Received 10 August 2015; Revised 19 October 2015; Accepted 25 October 2015

Academic Editor: Liudmila Korkina

Copyright © 2016 Micol Falabella et al. This is an open access article distributed under the Creative Commons Attribution License, which permits unrestricted use, distribution, and reproduction in any medium, provided the original work is properly cited.

Abstract

Here we have collected evidence suggesting that chronic changes in the NO homeostasis and the rise of reactive oxygen species bioavailability can contribute to cell dysfunction in Leber’s hereditary optic neuropathy (LHON) patients. We report that peripheral blood mononuclear cells (PBMCs), derived from a female LHON patient with bilateral reduced vision and carrying the pathogenic mutation 11778/ND4, display increased levels of reactive oxygen species (ROS) and reactive nitrogen species (RNS), as revealed by flow cytometry, fluorometric measurements of nitrite/nitrate, and 3-nitrotyrosine immunodetection.
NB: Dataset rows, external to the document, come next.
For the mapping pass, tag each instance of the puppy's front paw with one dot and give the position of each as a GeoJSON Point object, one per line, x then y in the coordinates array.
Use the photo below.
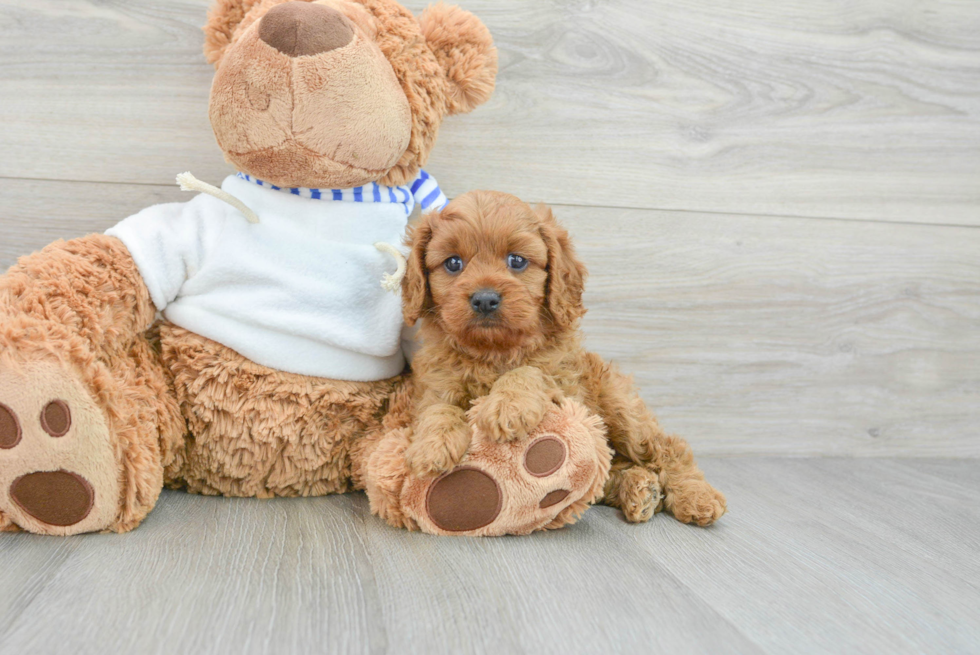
{"type": "Point", "coordinates": [438, 449]}
{"type": "Point", "coordinates": [504, 417]}
{"type": "Point", "coordinates": [696, 501]}
{"type": "Point", "coordinates": [639, 494]}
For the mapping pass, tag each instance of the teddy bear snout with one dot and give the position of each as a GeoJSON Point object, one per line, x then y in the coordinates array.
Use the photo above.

Moreover, viability assays with the tetrazolium dye MTT showed that lymphoblasts from the same patient are more sensitive to prolonged NO exposure, leading to cell death. Taken together these findings suggest that oxidative and nitrosative stress cooperatively play an important role in driving LHON pathology when excess NO remains available over time in the cell environment.